La renommée du C’heu l’Zib
France Hubert Moindrot, qui était quelqu’un de très connu sur la place de Bourges avait un lien de parenté avec l’une des sœurs de mon grand-père. Un jour, en discutant avec lui, je lui ai demandé s’il savait d’où venait la notoriété du restaurant. Il m’a répondu ça : « En fait, un des princes invitait souvent la bourgeoisie locale à venir chasser au château, et quand ils avaient terminé, ils étaient affamés. Donc ils s’arrêtaient tous dans l’auberge de ton grand-père, et on amenait les plats sur la table, le vin, et ils s’asseyaient tous autour de la table. Comme aujourd’hui. C’est comme ça que la réputation du lieu est arrivée jusqu’à Bourges». Les gens connaissaient tous mon grand-père et disaient « on va Cheu l’Zib ». Le nom du restaurant vient de là.
Fermeture obligatoire
Pendant la guerre et la période d’après-guerre, je sais que ça n’a pas fermé. Je sais que ma grand-mère était terrorisée quand les Allemands venaient boire un verre au bistrot. La période de fermeture la plus longue finalement, ça a été le Covid.
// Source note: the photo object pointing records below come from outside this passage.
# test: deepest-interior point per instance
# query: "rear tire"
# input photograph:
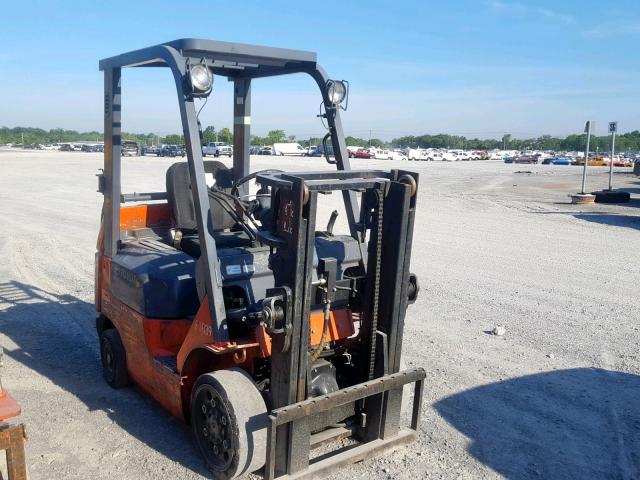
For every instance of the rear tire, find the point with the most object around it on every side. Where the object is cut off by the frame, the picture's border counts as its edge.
(229, 421)
(114, 359)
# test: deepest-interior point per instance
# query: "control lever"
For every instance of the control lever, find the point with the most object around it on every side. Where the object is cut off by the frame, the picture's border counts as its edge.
(332, 222)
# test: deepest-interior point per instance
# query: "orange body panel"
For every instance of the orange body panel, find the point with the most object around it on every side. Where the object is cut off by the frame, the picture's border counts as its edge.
(200, 335)
(146, 339)
(165, 337)
(157, 380)
(145, 215)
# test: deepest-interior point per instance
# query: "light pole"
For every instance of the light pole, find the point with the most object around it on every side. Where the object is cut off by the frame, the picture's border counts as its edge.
(613, 127)
(587, 129)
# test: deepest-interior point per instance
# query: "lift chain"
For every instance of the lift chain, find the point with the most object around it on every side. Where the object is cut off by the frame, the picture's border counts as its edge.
(376, 286)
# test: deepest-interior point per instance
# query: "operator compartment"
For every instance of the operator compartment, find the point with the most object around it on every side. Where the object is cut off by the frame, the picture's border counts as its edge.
(158, 270)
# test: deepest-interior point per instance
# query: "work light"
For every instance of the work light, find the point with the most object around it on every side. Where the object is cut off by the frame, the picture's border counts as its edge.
(201, 79)
(337, 91)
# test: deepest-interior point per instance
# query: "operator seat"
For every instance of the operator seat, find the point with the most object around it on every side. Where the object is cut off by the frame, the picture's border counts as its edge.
(180, 199)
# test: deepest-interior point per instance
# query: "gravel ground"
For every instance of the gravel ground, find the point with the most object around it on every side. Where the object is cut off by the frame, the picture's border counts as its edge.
(556, 396)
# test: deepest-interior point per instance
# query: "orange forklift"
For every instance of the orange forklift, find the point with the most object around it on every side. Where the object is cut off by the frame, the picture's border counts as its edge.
(223, 300)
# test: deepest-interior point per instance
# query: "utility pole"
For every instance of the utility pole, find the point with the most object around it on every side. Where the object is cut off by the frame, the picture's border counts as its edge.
(587, 129)
(613, 127)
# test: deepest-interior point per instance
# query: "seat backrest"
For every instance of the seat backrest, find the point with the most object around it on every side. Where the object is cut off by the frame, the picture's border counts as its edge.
(181, 199)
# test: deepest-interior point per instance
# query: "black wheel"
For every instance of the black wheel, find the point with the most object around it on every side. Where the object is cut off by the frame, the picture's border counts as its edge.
(114, 359)
(612, 196)
(229, 421)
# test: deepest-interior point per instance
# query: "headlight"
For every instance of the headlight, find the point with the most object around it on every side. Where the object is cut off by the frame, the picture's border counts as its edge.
(337, 91)
(201, 79)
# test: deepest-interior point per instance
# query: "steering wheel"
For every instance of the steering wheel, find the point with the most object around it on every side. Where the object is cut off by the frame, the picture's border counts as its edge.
(236, 186)
(260, 206)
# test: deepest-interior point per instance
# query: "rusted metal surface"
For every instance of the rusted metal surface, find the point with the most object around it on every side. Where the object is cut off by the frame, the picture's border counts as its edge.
(12, 441)
(302, 410)
(346, 395)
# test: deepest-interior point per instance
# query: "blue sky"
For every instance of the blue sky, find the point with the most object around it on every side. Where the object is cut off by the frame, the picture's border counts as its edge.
(477, 68)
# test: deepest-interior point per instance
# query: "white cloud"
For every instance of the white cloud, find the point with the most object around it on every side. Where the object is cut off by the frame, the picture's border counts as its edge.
(519, 9)
(617, 29)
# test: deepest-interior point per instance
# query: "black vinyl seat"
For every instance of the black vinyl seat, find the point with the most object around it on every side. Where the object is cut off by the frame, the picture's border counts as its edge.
(180, 199)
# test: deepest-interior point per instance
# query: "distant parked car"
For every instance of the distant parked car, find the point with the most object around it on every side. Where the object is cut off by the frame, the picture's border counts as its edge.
(151, 150)
(171, 151)
(318, 151)
(289, 149)
(266, 151)
(216, 149)
(362, 153)
(557, 161)
(529, 159)
(129, 148)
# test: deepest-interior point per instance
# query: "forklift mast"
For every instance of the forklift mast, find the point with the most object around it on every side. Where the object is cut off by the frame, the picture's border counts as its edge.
(389, 287)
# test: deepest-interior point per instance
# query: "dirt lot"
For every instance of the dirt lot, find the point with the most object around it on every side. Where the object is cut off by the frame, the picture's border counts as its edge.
(495, 244)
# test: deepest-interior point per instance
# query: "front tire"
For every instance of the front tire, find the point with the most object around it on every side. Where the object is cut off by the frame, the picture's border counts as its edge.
(229, 421)
(114, 359)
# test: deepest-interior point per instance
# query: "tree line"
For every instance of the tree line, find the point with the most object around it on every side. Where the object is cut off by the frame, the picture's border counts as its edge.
(629, 141)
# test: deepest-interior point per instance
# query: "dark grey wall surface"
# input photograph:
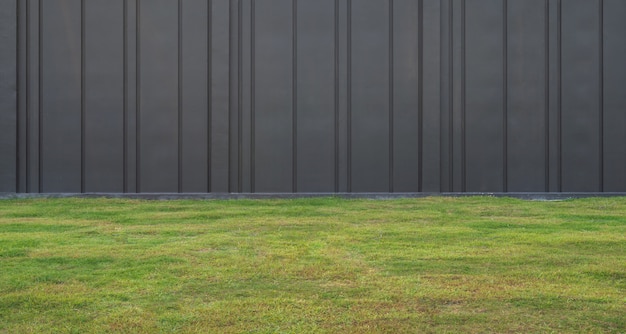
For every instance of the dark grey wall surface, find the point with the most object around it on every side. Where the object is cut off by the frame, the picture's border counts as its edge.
(8, 95)
(281, 96)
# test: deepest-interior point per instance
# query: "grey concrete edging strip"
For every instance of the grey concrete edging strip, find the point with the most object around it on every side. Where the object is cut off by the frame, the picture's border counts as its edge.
(380, 196)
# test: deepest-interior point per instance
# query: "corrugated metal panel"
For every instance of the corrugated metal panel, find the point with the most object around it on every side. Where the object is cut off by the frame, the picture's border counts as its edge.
(316, 96)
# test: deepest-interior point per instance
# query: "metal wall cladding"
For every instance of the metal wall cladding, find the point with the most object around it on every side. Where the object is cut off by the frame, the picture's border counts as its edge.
(280, 96)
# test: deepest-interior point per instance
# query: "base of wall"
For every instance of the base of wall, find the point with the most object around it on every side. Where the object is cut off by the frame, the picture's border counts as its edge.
(382, 196)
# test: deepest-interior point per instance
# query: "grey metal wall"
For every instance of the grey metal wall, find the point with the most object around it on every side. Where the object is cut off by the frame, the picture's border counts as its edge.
(314, 96)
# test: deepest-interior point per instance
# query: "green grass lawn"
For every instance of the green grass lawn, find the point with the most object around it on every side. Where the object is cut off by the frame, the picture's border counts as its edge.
(313, 265)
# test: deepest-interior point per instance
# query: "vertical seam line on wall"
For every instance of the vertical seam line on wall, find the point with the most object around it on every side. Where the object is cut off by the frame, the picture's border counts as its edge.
(180, 98)
(391, 97)
(18, 115)
(82, 96)
(547, 97)
(601, 95)
(349, 93)
(420, 95)
(125, 98)
(294, 99)
(138, 97)
(336, 69)
(252, 96)
(463, 101)
(209, 95)
(505, 96)
(559, 96)
(239, 99)
(230, 92)
(40, 109)
(450, 96)
(27, 97)
(441, 95)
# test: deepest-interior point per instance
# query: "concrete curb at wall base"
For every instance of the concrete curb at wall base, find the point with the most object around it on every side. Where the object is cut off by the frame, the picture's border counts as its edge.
(376, 196)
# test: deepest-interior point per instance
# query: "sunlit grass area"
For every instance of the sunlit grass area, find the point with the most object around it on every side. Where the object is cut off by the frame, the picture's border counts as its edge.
(324, 265)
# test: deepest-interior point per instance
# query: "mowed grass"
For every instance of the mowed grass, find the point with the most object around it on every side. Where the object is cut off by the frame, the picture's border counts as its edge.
(313, 265)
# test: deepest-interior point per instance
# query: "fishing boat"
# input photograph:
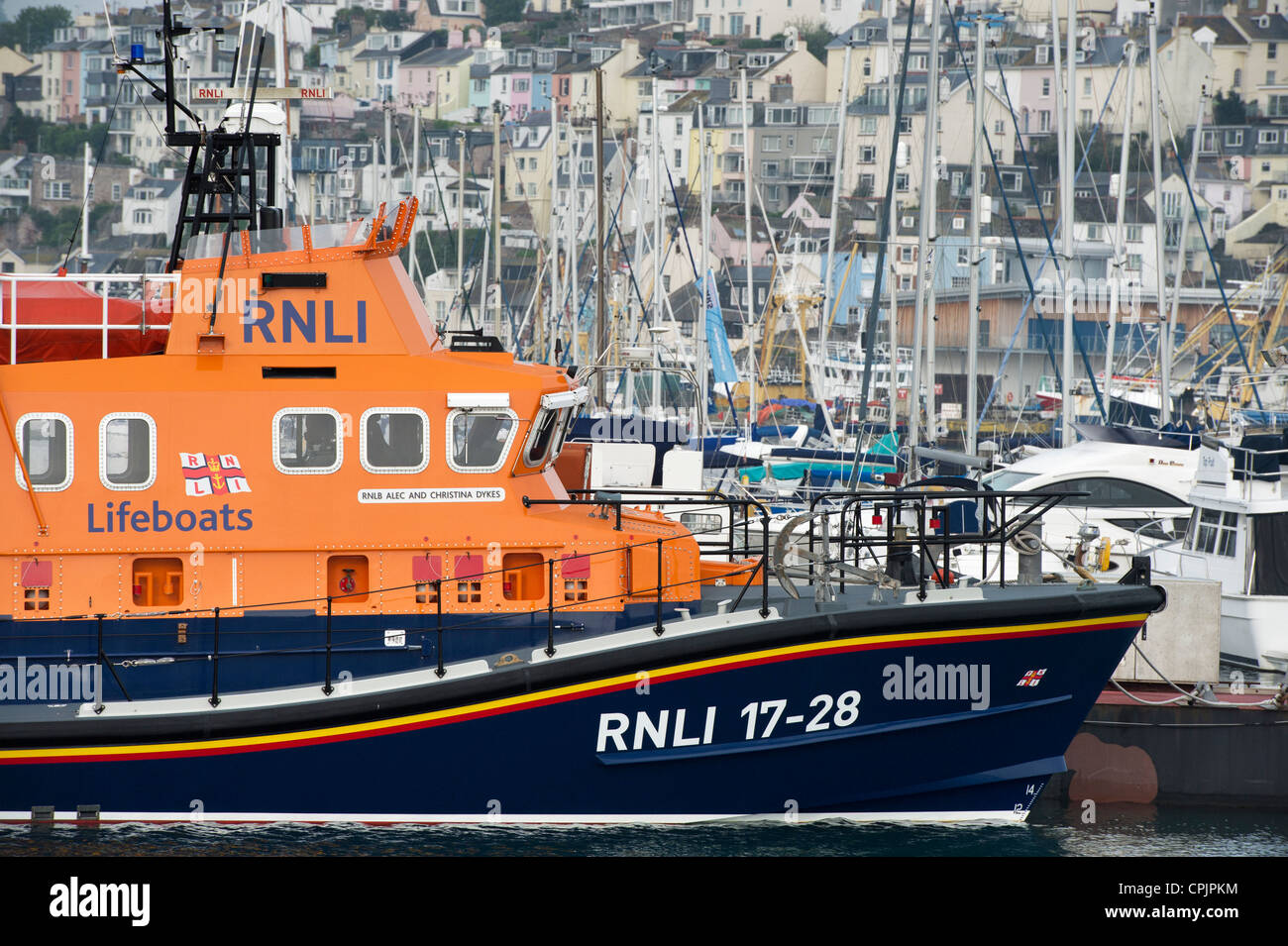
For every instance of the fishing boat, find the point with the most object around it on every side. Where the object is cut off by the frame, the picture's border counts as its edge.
(318, 563)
T'as ti vu ce qu'en pense l'équipe ?
Je crois que vous l’avez compris, l’auberge C’heu l’Zib s’inscrit dans la longue liste des lieux qui, en dehors d’être incontournable dans notre région, fait également partie de nos coups de cœur affectifs. Chargé d’histoire et de générosité, ce lieu échappe au temps et vous plonge dans l’univers de Menetou-Salon ainsi que celui de la famille du Zib, à travers les générations et les épreuves.
Le Zib et Germaine, Marie-Claude et Réjane, Dorothée et maintenant Anne. Ce ne sont donc pas moins de quatre générations qu’il aura fallu pour écrire l’histoire de ce restaurant ô combien incroyable, et qui continuera d’exister tant qu’il y aura du monde pour la partager.
Interview réalisée dans l’auberge du C’heu l’Zib le 09/11/2023
avec la participation de Dorothée Fontaine.